Directed by Janicza Bravo.
Starring Taylour Paige, Riley Keough, Colman Domingo, Nicholas Braun, Ari’el Stachel, Ts Madison, and Jason Mitchell
(Preview Screening Courtesy Of Luna Cinemas Leederville)
“‘Y’all wanna hear a story…’” The famous words that started it all. In October 2015, waitress/stripper Aziah “Zola” King broke the internet with a 148-long Twitter thread that went viral. In the tweet with an exceptional sense of story telling, she described her journey of a work road trip that went wild. The narrative gets wilder with each detail, it’s compelling, thrilling, and with a little bit of humor. Rolling Stone did a report on this Twitter thread, and three years later A24 decided to pick it up and make it into a movie, and “Zola” was born.
“Zola” (played by Taylour Paige) tells the story of a Detroit waitress, who strikes up a new friendship with a customer, Stefani (played by Riley Keough), seduces her to join a weekend of dancing and partying in Florida. What at first seems like a glamorous trip full of “hoeism” rapidly transforms into a 48-hour journey involving a pimp, an idiot boyfriend, some Tampa gangsters and other unexpected adventures in this wild, see-it-to-believe-it tale. The film is a flashback from this opening scene, starting with the day that Zola and Stefani first meet, at the restaurant where Zola is working as a waitress. Stefani invites Zola to revisit her dancing days on a weekend in Florida, promising both fun and cash. But even before they arrive in Tampa, Zola is beginning to regret her decision. She’s trapped in a car with Stefani’s hopeless boyfriend Derrek (played by Nicholas Braun) and what turns out to be her pimp, X (played by Colman Domingo). Soon after the foursome get to Tampa, Zola discovers that the pimp has marketed both her and Stefani online as prostitutes; when Zola declares that she wants no part of it and tries to leave, he threatens her with violence. Under pressure and in the face of danger, Zola discovers a way to liberate Stefani while maintaining her own boundaries, all while trying to break her free from X.

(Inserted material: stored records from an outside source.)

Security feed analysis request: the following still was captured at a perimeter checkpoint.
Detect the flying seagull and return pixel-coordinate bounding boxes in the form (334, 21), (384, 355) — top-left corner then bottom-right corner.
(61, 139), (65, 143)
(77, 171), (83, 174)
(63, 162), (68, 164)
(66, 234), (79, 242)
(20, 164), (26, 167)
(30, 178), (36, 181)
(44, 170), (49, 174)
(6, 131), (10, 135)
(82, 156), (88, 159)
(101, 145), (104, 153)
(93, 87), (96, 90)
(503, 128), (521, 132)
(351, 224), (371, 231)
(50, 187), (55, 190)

“Zola” focuses on this riotous new buddy pairing, it has enough to fill the duration of the film with cartoonish twists. Janicza Bravo who directed and co-wrote it captures the pair’s kinship through a restless barrage of stylistic devices that express the world of social media in which the entire story takes place. At the beginning of the film when you think you’ll be annoyed by Stefani’s vocabulary, Bravo does enough to contain it. Keough I have to say gives a career-best performance, especially when it comes to appropriating black culture. Her character Stefani is racist, as well as dishonest, but thanks to Keough, she’s never one-dimensional. Even at her nastiest, Stefani is too magnetic to hate. Taylour Paige is the center of the film, and she holds it with a powerful sense of her own worth and throughout the duration remains sane, despite the lunacy of everyone around her. Paige is a joy to watch, as she commands the screen with a sense of strong confidence.
Like 2019’s Hustlers, “Zola” shines a light on female sex workers, who are so often misrepresented and/or marginalised in film. It may have taken several years to shift from tweet to screen, but it’s well worth the wait.
Zola will be at Luna Leederville and select cinemas Thu 18 Nov.